KUR'AN'I ANLAMAK (1)
Cuma, 12 Şubat 2016 00:00

KUR'AN'I ANLAMAK (1)

Selamünaleyküm Süleyman Ateş hocam. Ben Kur'an'ı anlama konusu üzerini bir soru sormak istiyorum. Kur'an Allah Teala'nın insanlığa gönderdiği hakka götürecek kitap olduğundan ve içerisinde her şey doğru olduğundan hareketle acaba Kur'an'ı okuyan herkes oradan kendi anladığı, elde ettiği şeylere iman ve amel açı­sından tabii ola bilir mi? yoksa bu konuda bir âlime mi uymak gerekiyor?

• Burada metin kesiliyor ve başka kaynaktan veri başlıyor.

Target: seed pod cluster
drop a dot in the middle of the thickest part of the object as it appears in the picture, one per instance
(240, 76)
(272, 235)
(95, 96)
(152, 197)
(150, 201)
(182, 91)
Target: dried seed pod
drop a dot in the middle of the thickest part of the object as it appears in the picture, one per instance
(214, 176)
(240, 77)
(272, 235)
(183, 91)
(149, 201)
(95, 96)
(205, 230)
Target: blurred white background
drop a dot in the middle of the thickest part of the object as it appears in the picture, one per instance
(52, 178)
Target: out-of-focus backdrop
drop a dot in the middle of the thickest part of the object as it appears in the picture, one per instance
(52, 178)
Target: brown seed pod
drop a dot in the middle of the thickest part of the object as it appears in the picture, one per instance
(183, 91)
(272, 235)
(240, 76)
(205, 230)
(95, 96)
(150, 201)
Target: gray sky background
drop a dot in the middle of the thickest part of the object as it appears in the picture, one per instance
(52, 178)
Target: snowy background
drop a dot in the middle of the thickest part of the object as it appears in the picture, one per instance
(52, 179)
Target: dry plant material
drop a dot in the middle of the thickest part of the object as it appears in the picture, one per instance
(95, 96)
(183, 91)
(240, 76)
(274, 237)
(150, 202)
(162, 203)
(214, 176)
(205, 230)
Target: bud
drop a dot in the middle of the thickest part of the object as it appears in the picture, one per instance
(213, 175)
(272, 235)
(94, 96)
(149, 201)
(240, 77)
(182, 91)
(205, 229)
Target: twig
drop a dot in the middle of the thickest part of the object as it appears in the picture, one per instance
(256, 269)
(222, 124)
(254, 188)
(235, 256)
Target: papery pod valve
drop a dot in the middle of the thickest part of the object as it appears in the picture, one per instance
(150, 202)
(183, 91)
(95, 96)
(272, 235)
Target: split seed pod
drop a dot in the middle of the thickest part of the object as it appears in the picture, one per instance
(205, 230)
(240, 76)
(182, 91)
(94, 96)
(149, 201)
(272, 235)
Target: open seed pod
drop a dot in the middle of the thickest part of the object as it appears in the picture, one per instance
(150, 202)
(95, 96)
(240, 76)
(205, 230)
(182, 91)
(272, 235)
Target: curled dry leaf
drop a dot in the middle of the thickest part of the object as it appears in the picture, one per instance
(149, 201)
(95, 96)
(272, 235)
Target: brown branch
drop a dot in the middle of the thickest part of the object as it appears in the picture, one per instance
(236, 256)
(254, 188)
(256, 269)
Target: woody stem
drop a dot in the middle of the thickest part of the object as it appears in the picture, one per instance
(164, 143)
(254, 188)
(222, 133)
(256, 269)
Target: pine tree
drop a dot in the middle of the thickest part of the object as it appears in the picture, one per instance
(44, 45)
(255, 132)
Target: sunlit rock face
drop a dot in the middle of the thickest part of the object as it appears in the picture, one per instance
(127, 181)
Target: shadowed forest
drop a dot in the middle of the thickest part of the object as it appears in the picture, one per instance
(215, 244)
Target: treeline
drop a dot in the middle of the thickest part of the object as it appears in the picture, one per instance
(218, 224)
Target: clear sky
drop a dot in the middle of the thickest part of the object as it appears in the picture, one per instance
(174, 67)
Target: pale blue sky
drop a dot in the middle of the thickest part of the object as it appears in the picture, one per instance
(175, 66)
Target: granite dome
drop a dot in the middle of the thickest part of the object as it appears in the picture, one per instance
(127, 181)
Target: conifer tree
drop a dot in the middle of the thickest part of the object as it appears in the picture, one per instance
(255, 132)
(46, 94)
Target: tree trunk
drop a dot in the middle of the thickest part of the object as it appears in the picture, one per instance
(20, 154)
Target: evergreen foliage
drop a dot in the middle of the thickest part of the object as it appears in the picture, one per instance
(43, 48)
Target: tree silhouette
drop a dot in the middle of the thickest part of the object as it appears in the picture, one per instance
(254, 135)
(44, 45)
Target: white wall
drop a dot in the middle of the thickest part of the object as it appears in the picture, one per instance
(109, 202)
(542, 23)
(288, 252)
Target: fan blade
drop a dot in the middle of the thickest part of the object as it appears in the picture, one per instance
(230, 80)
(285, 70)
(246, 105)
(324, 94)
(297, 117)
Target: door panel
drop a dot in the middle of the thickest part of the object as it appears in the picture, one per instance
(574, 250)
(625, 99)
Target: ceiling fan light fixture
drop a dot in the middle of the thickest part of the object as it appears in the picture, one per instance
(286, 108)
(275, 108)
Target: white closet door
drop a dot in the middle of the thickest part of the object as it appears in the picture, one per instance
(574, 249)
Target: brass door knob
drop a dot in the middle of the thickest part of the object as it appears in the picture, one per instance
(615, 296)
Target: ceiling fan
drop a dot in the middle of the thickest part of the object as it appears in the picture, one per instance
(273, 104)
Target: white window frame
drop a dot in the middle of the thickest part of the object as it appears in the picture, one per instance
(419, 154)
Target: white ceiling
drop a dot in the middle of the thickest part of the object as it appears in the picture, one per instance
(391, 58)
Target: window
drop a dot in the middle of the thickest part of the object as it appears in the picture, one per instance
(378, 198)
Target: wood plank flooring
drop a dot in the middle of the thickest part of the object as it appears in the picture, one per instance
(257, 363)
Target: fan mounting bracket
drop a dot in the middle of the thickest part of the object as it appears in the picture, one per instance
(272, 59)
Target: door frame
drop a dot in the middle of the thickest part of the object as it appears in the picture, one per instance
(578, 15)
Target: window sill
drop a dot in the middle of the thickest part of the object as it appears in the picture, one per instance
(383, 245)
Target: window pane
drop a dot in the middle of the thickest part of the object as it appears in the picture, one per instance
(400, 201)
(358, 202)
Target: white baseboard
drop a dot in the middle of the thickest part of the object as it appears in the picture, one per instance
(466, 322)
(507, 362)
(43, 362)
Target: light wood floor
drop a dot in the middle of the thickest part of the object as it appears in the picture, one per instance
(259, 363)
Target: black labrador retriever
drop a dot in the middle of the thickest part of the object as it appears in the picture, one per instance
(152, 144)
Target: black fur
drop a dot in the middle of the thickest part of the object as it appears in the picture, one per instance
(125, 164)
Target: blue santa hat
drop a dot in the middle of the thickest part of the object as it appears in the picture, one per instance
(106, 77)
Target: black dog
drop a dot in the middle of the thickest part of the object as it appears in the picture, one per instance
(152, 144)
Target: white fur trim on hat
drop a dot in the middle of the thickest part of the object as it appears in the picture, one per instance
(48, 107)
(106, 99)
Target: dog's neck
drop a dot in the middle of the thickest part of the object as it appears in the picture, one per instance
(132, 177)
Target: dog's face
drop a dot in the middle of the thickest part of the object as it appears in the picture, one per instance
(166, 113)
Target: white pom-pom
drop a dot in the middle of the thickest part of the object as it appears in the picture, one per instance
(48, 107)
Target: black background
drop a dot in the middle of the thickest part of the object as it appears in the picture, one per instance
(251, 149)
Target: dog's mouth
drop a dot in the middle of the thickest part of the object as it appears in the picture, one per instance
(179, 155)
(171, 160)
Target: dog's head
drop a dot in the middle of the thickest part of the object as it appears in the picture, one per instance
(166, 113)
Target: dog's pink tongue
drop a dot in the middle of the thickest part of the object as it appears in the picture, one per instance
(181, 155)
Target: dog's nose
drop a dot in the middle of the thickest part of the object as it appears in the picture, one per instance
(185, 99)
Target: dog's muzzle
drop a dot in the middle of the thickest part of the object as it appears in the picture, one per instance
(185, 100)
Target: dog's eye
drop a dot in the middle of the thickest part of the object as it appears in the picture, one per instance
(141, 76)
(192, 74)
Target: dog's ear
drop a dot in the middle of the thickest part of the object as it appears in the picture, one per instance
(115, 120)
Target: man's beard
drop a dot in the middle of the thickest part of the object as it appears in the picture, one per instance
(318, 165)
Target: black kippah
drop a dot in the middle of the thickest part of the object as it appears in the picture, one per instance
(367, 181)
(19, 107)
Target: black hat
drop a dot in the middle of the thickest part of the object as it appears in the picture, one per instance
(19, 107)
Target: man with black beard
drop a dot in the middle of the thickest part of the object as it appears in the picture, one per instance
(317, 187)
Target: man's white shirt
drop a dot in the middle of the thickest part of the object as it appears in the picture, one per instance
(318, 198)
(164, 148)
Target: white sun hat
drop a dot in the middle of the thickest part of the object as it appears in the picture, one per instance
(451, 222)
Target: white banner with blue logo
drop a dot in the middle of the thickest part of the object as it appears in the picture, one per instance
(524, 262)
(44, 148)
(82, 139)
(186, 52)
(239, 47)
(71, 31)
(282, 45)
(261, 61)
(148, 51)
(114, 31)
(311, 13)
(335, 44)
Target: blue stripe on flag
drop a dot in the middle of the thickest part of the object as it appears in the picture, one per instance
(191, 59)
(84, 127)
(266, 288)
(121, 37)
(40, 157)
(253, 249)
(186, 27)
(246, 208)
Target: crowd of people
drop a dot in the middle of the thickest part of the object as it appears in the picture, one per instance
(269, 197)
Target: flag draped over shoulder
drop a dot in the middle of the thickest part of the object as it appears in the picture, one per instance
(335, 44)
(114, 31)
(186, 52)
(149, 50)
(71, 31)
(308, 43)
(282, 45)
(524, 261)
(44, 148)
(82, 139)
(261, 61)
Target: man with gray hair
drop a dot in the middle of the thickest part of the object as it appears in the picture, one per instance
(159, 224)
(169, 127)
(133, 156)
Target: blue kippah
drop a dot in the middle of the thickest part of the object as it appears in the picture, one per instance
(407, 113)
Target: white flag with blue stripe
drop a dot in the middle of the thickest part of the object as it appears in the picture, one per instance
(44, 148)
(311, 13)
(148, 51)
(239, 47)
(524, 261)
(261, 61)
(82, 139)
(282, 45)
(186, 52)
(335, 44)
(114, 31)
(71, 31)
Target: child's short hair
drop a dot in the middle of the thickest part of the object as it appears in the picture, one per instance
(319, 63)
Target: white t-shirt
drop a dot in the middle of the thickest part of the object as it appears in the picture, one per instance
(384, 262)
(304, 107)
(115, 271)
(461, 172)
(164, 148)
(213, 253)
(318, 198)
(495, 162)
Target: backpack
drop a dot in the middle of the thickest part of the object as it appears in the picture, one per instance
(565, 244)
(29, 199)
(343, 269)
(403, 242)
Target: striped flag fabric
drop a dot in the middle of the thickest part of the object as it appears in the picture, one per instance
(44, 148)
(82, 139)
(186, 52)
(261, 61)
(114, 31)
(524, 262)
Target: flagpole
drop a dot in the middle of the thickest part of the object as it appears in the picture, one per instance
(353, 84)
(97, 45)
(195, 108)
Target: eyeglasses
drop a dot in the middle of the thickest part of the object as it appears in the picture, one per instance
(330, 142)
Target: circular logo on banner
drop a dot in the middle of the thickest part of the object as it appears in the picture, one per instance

Cevap: Sizin ne demek istediğinizi tam anlamadım. Kur'ân'ı sadece yüzüne okuyan tam olarak anlayabilir mi? Kur'ân âyetlerinin indiği ortam ve şartlar ve olaylar vardır. Bunları bilmeden Kur'ân layıkıyla anlaşılmaz. Ve üç beş satır bir şeyler okumakla insan müctehid olmaz. Böyle uçuk fikirlerden vazgeçmek gerekir.

Zikir(الذكر ):

Dilde zikir, bir şeyi zihinde tutmak yahut dil ile söylemektir. Türkçemizde bunu anmak deyimiyle anlatırız. Dinde zikir, Allah'ı tesbîh ve temcîdetmek, kalb ve dil ile Allah'ın adını anmaktır. Anma eylemine zikir, anılan şeye mezkûr denilir. Zikir: "Mezkûrdan başka her şeyi gönülden çıkarmak; Rabbin huzuruyla gönlün itmi'nân bulmasıdır. Zikr: Kahhâr'ı görme ışıklarının doğması; vicdânî bir sırla ideâllere eriş­mektir" şeklinde de tanımlanan zikrin fazileti hakkında birçok âyet ve hadîs vardır:

"Artık beni zikredin ki ben de sizi zikredeyim, bana şükredin, nankörlük etmeyin"(Bakara Sûresi: 152.) (İhyâ: 1/426; İbn Mâce, Sadakât: 16, Buhârî, Nikâh: 7'de bu duâ var. Fakat borç ödeme ile ilgili değildir.)

"Ayakta, oturarak ve yanlarınız üzerine yatarken Allah'ı zikredin" (Nisâ Sûresi: 103.)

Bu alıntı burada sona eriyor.